返回 Skill 列表
extension
分类: 数据与分析无需 API Key

roadshow-capture-skill

自动化捕获路演/投资者演示文稿为PDF,使用Playwright驱动,支持NetRoadShow和DealRoadShow

person作者: nikker1974hubclawhub

RoadShow Capture

Automatically opens roadshow links, handles authentication, captures every page as a screenshot, and compiles them into a single PDF. Supports NetRoadShow and DealRoadShow.

Principle: Use Playwright directly, NOT Camofox. Camofox has serious limitations on roadshow platforms (hash routing encoding, popup blocking, reCAPTCHA, Angular sandbox). Playwright handles everything Camofox can't.


Unified Entry Point

scripts/roadshow-capture.py auto-routes by URL domain:

# Auto-detects platform — no need to pick the right script
python roadshow-capture.py --url "https://www.netroadshow.com/nrs/home/#!/?show=SHOW_ID"
python roadshow-capture.py --url "https://dealroadshow.com/e/MTNA2026"

Supported: netroadshow.com → NetRoadShow flow, dealroadshow.com → DealRoadShow flow.
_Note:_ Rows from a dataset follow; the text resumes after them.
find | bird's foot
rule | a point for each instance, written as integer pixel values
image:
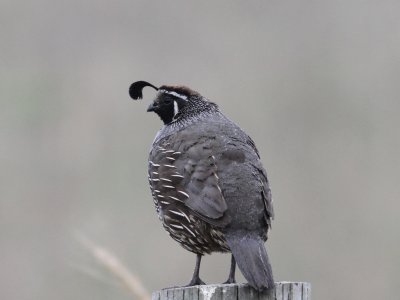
(195, 281)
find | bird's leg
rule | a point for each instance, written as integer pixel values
(231, 278)
(196, 278)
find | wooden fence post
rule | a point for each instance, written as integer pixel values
(282, 291)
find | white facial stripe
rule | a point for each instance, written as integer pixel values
(176, 108)
(183, 97)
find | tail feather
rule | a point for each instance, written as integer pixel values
(252, 259)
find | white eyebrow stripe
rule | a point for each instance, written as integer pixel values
(183, 97)
(176, 109)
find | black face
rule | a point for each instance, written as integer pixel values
(167, 107)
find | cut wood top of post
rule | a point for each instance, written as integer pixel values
(283, 291)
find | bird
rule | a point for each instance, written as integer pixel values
(209, 187)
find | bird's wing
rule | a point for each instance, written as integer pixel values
(266, 191)
(189, 176)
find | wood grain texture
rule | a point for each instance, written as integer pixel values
(282, 291)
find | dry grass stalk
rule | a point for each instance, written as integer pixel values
(113, 264)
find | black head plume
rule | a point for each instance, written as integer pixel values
(135, 90)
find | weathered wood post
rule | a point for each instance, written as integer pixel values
(282, 291)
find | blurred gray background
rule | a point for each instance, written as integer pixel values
(315, 83)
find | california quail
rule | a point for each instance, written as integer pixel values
(209, 187)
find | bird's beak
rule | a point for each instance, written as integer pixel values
(150, 108)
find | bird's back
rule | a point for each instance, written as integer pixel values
(216, 175)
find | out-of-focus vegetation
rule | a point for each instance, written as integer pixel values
(315, 83)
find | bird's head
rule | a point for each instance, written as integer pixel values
(173, 102)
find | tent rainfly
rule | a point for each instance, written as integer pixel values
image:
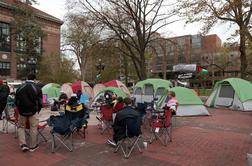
(189, 103)
(147, 90)
(231, 93)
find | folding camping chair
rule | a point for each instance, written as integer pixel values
(106, 117)
(41, 126)
(63, 127)
(131, 139)
(161, 126)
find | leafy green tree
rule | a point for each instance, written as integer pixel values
(80, 38)
(130, 22)
(211, 12)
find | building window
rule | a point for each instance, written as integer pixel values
(21, 45)
(4, 37)
(4, 68)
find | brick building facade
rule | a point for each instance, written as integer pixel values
(9, 58)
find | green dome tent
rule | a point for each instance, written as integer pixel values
(52, 90)
(117, 91)
(232, 93)
(147, 90)
(189, 103)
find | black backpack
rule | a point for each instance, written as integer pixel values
(27, 99)
(4, 92)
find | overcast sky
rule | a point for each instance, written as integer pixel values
(57, 9)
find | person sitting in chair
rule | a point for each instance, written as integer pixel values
(76, 110)
(126, 117)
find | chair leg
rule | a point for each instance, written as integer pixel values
(41, 134)
(53, 142)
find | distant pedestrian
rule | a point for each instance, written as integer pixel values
(29, 102)
(4, 93)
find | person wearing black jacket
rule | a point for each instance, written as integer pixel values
(29, 102)
(126, 117)
(4, 93)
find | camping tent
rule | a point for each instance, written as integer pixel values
(232, 93)
(83, 87)
(97, 88)
(52, 90)
(117, 91)
(147, 90)
(118, 84)
(67, 89)
(189, 103)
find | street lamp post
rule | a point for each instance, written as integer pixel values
(99, 67)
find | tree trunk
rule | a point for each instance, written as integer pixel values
(143, 75)
(242, 49)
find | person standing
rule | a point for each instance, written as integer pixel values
(29, 103)
(4, 93)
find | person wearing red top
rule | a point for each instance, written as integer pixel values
(118, 106)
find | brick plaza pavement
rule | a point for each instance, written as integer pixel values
(221, 139)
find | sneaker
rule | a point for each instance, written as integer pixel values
(34, 148)
(24, 148)
(98, 118)
(111, 143)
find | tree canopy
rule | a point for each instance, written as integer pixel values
(211, 12)
(130, 22)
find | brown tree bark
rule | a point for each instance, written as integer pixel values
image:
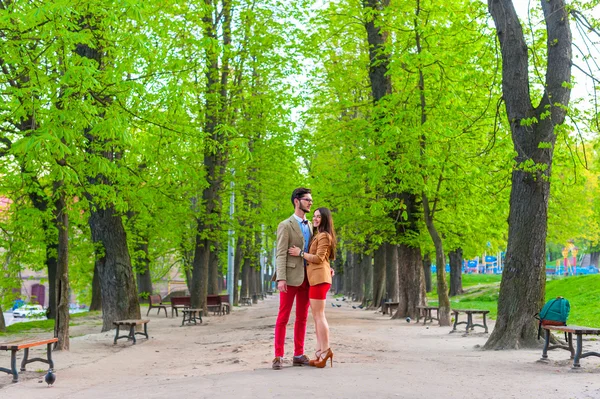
(113, 262)
(429, 212)
(2, 322)
(96, 303)
(456, 261)
(61, 325)
(594, 256)
(366, 266)
(117, 281)
(358, 283)
(245, 288)
(391, 272)
(214, 154)
(427, 271)
(237, 262)
(213, 272)
(532, 128)
(348, 274)
(379, 278)
(144, 277)
(411, 282)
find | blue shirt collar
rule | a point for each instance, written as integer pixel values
(298, 218)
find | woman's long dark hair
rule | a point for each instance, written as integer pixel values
(326, 226)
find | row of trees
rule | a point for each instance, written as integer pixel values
(121, 124)
(413, 151)
(126, 126)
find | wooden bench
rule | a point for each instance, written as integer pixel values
(225, 304)
(214, 304)
(470, 325)
(180, 302)
(191, 315)
(16, 346)
(131, 324)
(246, 301)
(155, 302)
(426, 311)
(576, 354)
(389, 307)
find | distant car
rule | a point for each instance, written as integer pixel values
(29, 311)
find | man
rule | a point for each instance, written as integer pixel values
(290, 275)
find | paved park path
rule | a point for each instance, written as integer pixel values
(230, 357)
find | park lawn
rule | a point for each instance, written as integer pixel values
(45, 325)
(583, 293)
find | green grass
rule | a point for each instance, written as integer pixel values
(44, 325)
(583, 293)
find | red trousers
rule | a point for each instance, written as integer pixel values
(286, 302)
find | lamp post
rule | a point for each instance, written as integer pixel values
(574, 251)
(565, 252)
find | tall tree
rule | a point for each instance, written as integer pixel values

First-Time Setup (Email Configuration)

  1. Tell the agent your roadshow email
  2. It writes to scripts/.env:
    NRS_EMAIL=your-email@your-company.com
    
  3. No further prompts needed

If NRS_EMAIL is unset, the agent will prompt once and save it to .env. No need to set environment variables manually.


NetRoadShow Workflow

Script: scripts/netroadshow-capture.py
URL format: https://www.netroadshow.com/nrs/home/#!/?show=SHOW_ID

Verified Flow (KODIT Audio Roadshow Plus, 32 slides, 2026-05-12)

1. browser.goto(show_url)
   → Angular SPA routing works natively, no hash fix needed
   → URL auto-rewrites to /nrs/home/?show=SHOW_ID

2. page.locator("#homeEmailInput").first.fill(email)
   with page.expect_popup() as info:
       page.get_by_text("Launch Show").click()
   pp = info.value  ← MUST use expect_popup(), NOT page.on("popup")

3. Popup → /presentation/v2/{id}/disclaimer/
   Agree button is <div class="disclaimer-btn btn-agree">, NOT <button>
   ✅ pp.evaluate('document.querySelector(".btn-agree").click()')
   ❌ page.get_by_text("Agree").click() — doesn't trigger

4. "Resume previous session" / "Start from beginning" prompt
   Always pick "Start from beginning" (hard rule, no user prompt)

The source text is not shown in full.